だんだん暗くなって、花火大会のアナウンスが流れた。観覧車のチケットの番号も呼ばれる。
〈そろそろ行きますか〉
《そうだね、行こう。足元、ちょっと見えないから気をつけて》
〈ありがとう〉
花火大会が始まってすぐ、観覧車の順番がきた。チケットを渡すと係員の人が不思議そうな顔をした。
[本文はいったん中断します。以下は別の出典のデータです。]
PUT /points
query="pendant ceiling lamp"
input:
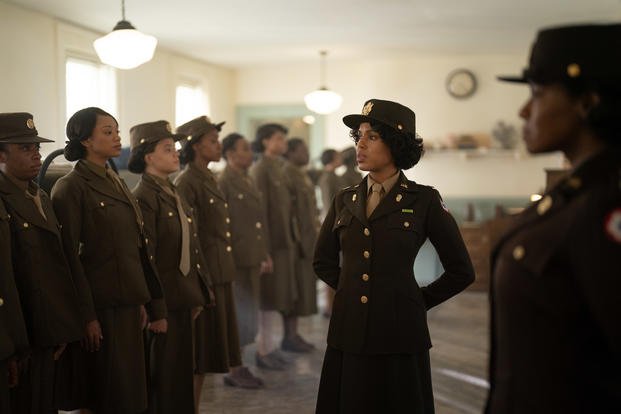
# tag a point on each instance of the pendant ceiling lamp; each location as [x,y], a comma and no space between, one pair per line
[323,101]
[125,47]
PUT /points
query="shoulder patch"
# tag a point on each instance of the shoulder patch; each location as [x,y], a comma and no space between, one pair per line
[612,225]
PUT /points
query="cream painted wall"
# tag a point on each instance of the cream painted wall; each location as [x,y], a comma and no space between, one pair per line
[418,81]
[34,47]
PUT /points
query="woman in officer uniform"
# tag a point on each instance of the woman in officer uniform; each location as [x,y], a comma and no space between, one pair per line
[103,234]
[174,243]
[42,273]
[248,236]
[377,359]
[217,335]
[555,332]
[13,337]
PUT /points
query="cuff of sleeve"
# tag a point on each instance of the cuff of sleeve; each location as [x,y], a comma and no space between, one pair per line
[156,309]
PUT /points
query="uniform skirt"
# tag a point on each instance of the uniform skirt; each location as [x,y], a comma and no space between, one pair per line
[34,393]
[216,340]
[171,366]
[246,290]
[112,380]
[306,303]
[279,289]
[361,384]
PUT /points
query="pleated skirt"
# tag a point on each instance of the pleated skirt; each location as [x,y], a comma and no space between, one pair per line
[216,337]
[375,384]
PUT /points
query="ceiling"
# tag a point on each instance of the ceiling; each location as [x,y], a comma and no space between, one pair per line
[236,33]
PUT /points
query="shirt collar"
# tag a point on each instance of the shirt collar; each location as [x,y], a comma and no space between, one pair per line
[387,185]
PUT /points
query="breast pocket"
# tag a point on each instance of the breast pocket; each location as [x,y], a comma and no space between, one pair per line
[402,228]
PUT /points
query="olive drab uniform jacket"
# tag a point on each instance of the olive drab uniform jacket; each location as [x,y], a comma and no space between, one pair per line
[247,218]
[555,303]
[13,336]
[108,261]
[162,226]
[378,307]
[42,273]
[304,213]
[200,189]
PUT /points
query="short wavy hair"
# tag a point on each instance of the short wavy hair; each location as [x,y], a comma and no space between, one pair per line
[406,148]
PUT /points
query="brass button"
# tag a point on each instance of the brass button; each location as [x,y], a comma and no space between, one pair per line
[518,252]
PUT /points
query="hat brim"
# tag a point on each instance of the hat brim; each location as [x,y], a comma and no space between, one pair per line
[512,79]
[24,140]
[353,121]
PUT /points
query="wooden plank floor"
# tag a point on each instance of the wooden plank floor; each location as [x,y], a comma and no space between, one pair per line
[459,331]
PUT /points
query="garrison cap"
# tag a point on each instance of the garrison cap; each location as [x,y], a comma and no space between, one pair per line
[149,132]
[19,128]
[589,52]
[392,114]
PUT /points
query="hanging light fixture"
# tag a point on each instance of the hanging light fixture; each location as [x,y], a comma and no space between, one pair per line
[125,47]
[323,101]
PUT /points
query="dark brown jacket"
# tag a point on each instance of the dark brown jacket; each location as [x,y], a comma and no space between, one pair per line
[378,307]
[161,225]
[247,218]
[275,188]
[304,212]
[13,336]
[555,325]
[103,243]
[42,273]
[200,189]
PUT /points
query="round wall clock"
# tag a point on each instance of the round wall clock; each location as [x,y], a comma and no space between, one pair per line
[461,83]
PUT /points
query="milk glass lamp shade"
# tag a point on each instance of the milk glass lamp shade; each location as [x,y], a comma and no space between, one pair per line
[125,47]
[323,101]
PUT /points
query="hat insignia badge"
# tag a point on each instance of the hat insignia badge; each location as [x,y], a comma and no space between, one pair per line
[367,108]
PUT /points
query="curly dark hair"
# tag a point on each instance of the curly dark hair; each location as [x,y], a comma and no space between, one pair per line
[136,163]
[79,127]
[604,119]
[406,148]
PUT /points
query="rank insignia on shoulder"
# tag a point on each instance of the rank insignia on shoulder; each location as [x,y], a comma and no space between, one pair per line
[612,225]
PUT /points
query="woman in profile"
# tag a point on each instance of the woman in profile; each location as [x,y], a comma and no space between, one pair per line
[377,359]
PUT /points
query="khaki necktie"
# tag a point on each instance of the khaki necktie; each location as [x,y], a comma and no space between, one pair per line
[374,198]
[118,184]
[184,260]
[36,198]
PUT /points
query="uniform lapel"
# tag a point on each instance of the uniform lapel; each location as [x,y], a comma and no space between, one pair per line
[99,184]
[25,207]
[402,194]
[356,201]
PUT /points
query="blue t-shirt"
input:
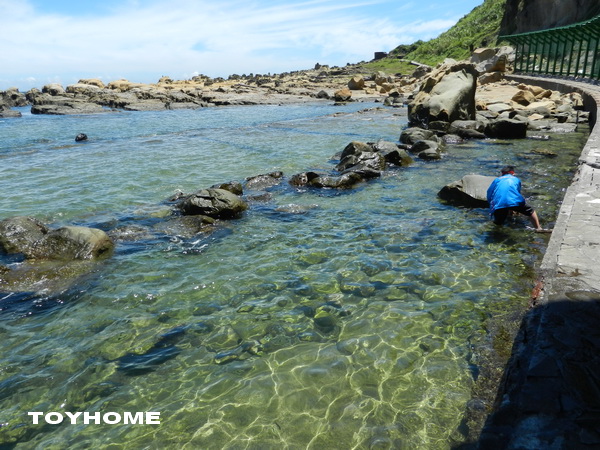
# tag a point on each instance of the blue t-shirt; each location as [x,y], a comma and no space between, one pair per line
[505,192]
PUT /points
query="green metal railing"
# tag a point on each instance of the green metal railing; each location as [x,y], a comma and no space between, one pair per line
[570,51]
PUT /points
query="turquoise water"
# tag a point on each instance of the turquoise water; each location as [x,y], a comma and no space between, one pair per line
[318,320]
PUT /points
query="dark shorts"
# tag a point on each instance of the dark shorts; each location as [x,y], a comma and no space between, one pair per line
[501,214]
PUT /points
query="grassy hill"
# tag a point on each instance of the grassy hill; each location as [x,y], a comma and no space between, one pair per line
[479,28]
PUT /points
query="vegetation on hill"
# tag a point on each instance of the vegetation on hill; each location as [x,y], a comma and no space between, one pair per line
[479,28]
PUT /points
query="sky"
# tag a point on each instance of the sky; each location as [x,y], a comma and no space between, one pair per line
[62,41]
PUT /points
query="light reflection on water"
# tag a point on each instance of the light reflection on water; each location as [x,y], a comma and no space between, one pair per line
[342,320]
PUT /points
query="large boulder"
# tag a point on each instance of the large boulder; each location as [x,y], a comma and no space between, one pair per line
[469,191]
[448,94]
[19,234]
[215,203]
[72,243]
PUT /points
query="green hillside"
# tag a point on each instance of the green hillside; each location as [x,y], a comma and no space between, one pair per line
[479,28]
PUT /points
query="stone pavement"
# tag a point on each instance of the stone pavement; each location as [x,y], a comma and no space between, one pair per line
[550,394]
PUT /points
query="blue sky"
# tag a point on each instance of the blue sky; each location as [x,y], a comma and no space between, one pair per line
[45,41]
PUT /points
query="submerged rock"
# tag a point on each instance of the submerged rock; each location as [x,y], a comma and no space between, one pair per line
[19,234]
[216,203]
[469,191]
[72,243]
[264,181]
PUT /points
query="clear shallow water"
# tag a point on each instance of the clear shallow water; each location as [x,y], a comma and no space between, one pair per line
[352,318]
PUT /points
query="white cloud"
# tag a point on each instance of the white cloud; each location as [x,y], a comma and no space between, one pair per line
[143,40]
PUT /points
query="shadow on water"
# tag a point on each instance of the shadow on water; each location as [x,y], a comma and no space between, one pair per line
[549,397]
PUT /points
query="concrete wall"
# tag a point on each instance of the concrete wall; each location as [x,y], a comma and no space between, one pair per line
[550,395]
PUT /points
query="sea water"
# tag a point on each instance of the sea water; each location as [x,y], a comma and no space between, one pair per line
[319,319]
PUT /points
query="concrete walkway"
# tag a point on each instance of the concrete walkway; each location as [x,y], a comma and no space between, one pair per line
[550,395]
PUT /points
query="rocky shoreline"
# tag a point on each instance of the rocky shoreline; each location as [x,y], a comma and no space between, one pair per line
[454,102]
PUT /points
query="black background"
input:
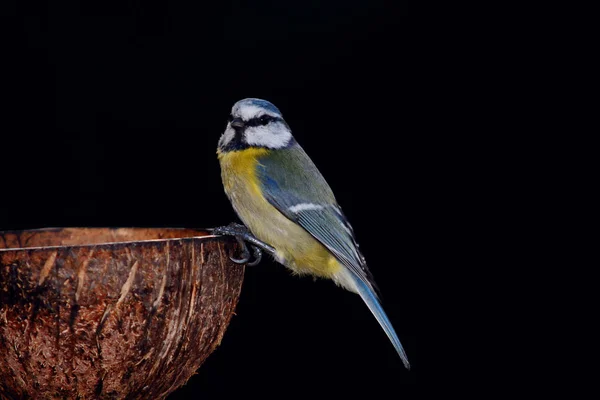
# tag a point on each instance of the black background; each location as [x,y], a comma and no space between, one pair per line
[111,117]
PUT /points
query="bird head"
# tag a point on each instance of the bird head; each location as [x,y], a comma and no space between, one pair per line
[255,123]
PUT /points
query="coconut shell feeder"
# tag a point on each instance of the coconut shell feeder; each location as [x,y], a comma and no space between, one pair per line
[111,313]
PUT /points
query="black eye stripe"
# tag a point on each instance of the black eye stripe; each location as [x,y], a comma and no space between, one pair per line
[262,120]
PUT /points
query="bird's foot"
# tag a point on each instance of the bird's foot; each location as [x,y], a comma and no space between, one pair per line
[243,236]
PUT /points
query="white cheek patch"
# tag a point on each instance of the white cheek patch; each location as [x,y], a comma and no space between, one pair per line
[274,135]
[227,136]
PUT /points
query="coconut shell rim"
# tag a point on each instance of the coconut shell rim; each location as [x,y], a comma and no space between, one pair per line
[208,236]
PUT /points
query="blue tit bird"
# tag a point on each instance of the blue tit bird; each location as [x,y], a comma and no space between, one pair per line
[282,198]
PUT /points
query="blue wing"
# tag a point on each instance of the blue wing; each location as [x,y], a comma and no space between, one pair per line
[293,185]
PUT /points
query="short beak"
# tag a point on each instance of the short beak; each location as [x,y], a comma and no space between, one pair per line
[237,123]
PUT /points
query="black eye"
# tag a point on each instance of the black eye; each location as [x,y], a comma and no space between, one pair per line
[265,119]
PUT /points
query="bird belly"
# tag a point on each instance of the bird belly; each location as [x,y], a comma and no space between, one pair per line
[295,247]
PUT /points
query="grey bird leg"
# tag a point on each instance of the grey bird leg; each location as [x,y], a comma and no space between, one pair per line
[243,236]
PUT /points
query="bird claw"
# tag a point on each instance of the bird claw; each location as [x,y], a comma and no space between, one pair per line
[242,235]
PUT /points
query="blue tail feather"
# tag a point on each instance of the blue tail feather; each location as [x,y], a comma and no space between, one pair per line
[369,297]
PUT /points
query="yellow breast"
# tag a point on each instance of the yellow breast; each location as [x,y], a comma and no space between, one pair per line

《おおっ!いくらか花火に近いね。こんな距離で見るのは初めてかも》
〈そうだね。アキラは花火大会ってよく行くの?〉
《最近は行ってなかった気がするな……忙しくて》
〈私も……忙しいって言い訳してたかもしれないけど〉
《僕もそうかも…今年は行こうかな?あっ!今の綺麗だった、真ん中の色がよかった》
〈え?私からは見えなかったよ、残念…!私も今年はみんなで行こうと思う〉
《そうか、いい花火大会になるといいね》
〈お互いにね〉
ゆっくりと回る観覧車から見た花火は、今までに見た花火とはまた違って見えた。この景色を忘れないでおこうと思った。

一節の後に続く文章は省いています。